Tende una mano verso lo svuota tasche e prende le chiavi di casa. Il suo gesto purtroppo non è silenzioso come il mio: l'attenzione di tutti gli altri torna su di noi e la porta di casa che sono già in procinto di aprire. Non abbiamo fatto in tempo a sentire l'inizio della risata di Sclero, né le imprecazioni di Sicuro che provava a raggiungerci, le urla di Sonia e Caterina che ci intimavano di fermarci. Strazio ha chiamato l'ascensore, già al piano dall'arrivo di Caterina. Entriamo e una volta che si saranno chiuse le porte andremo direttamente in garage. Sicuro sembra più atletico di noi, di certo è più agile, non avrà problemi a fare i gradini delle scale a due a due, persino a gruppi da quattro, per fare più in fretta; ma dovrebbe fare un giro troppo lungo per raggiungerci, ci troverà già in auto, se non addirittura fuori dal cancello del condominio. Premo il tasto T, ho il cuore in gola: stiamo scappando da noi stessi e dalla fine di questa storia assurda. Se prima avevo il sospetto che avrei potuto dire o fare la cosa sbagliata ora ci sono dentro.

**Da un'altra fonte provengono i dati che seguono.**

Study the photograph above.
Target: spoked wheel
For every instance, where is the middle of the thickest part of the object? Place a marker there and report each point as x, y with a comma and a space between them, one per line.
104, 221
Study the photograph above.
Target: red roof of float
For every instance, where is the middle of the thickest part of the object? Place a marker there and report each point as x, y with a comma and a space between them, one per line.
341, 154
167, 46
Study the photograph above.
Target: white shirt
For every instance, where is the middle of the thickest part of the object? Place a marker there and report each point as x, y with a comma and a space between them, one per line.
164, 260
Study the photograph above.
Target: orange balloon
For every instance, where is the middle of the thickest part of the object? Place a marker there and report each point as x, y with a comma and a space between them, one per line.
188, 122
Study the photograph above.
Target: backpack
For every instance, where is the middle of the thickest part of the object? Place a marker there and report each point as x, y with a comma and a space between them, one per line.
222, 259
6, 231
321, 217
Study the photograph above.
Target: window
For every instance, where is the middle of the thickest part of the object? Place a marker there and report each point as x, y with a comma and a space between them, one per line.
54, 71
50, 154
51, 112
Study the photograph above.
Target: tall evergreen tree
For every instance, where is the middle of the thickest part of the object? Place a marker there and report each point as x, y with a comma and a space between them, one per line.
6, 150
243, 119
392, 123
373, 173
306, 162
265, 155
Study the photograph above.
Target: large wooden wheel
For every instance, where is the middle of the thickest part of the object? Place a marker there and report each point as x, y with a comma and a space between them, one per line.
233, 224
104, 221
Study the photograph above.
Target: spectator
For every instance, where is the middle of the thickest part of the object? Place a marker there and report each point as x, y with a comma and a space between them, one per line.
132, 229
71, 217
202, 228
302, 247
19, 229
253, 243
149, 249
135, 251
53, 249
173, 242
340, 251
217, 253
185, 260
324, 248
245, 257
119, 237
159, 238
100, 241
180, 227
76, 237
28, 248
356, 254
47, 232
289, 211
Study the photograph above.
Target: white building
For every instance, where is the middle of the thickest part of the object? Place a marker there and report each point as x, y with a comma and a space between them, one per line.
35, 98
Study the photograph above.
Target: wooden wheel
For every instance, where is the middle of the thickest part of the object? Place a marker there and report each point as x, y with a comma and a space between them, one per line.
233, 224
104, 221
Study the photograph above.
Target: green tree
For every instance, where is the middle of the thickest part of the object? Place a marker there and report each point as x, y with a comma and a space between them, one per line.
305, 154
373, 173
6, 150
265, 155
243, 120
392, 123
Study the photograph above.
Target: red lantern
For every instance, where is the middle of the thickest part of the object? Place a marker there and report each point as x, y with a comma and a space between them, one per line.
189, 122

Un attimo prima della chiusura delle porte si infila in ascensore un braccio, seguito dal resto del corpo a cui appartiene, poi le porte si chiudono e inizia la discesa, mentre qualcuno batte alle porte del piano.
«State facendo una cazzata!» sentiamo. Lo so, lo sappiamo. Guardo Strazio, che si mordicchia le pellicine delle dita nervosamente: ah già, lui è ancora claustrofobico. Do poi un'occhiata alla persona che si è quasi lanciata dentro l'ascensore: Caterina. Quella dolce, credo.
«Sapevo che da qualche parte c'era dell'affetto e della simpatia per me» commento.
«Non è vero», mi corregge Strazio.
«Già.»
«Comunque non è per te che sono qui.» Prende la mano di Strazio e gli sorride, lui fa lunghi respiri profondi a occhi chiusi, la paura degli spazi, ora tutta sua, è accentuata, rispetto a prima. «Mancano solo due piani.» Lo conforta e io penso di essere davvero felice di non essere riuscito a filarmela da solo, davvero felice di portarmi dietro questi due casi umani. Davvero per niente.